Moving an existing web site to Microsoft’s Azure Web Apps has never been easier.  But if you want to leverage the cloud scalability of Azure, there are a few things to consider before you make the move.

  1. Don’t Use In-Proc Session Management
    Azure web apps are designed to be scaled out, meaning you will often have multiple instances running.  When running behind a load balancer, each request can be directed to any of the available instances which might not be the same one that holds the session state from the last request.  If your web app currently uses in-process session management you’ll want to change that to save the session data external to the web app.  There are several options available but the perhaps the most scalable option is to use Redis Cache.  This article has a great example of how to use Redis Cache for holding session data in your web app.

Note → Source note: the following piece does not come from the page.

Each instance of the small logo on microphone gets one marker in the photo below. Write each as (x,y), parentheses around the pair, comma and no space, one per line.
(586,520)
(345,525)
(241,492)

  2. Use SQL Server Authentication
    It’s a common practice for enterprise applications to use Windows Authentication between your web site and SQL Server.  This is a simple process thanks to both servers running in the context of a network domain (or trusted domains).  In Azure, your web app runs in a context that is not under your control and can change at any moment.  For that reason you’re best bet is to use SQL Server authentication between your web app in Azure and SQL Server.
  3. Don’t use Local file storage
    Many web sites allow users to upload files or content directly the local file system of the server.  But once again Azure’s distributed nature makes this a problem as the next request may expect to find that file and it won’t exist.  Instead, you should upload the file to Azure Blog storage which can be accessed by all of the running Azure Web App instances.  Here’s an article on how to set this up for your web app.
  4. Avoid External Dependencies
    It’s a fairly common practice for enterprise web sites to be built using components or features that are installed on the web server, either in the GAC or perhaps registered as COM components.  You won’t be able to use these in Azure Web Apps.  If your app requires one of these components you should probably look at either Cloud Services or a Virtual Machine hosted in Azure.
  5. Don’t use deployment slots for load testing
    Azure Web Apps provides you with multiple deployment slots to host staging or other instances of your web app.  While functional and user acceptance testing using deployment slots makes a lot of sense its important to remember that all of your deployment slots are hosted on the same virtual machine.  If you run your load tests on one of those slots you could cause issues with your production instance.  Instead, you should create a separate web app with the same tier as your production instance.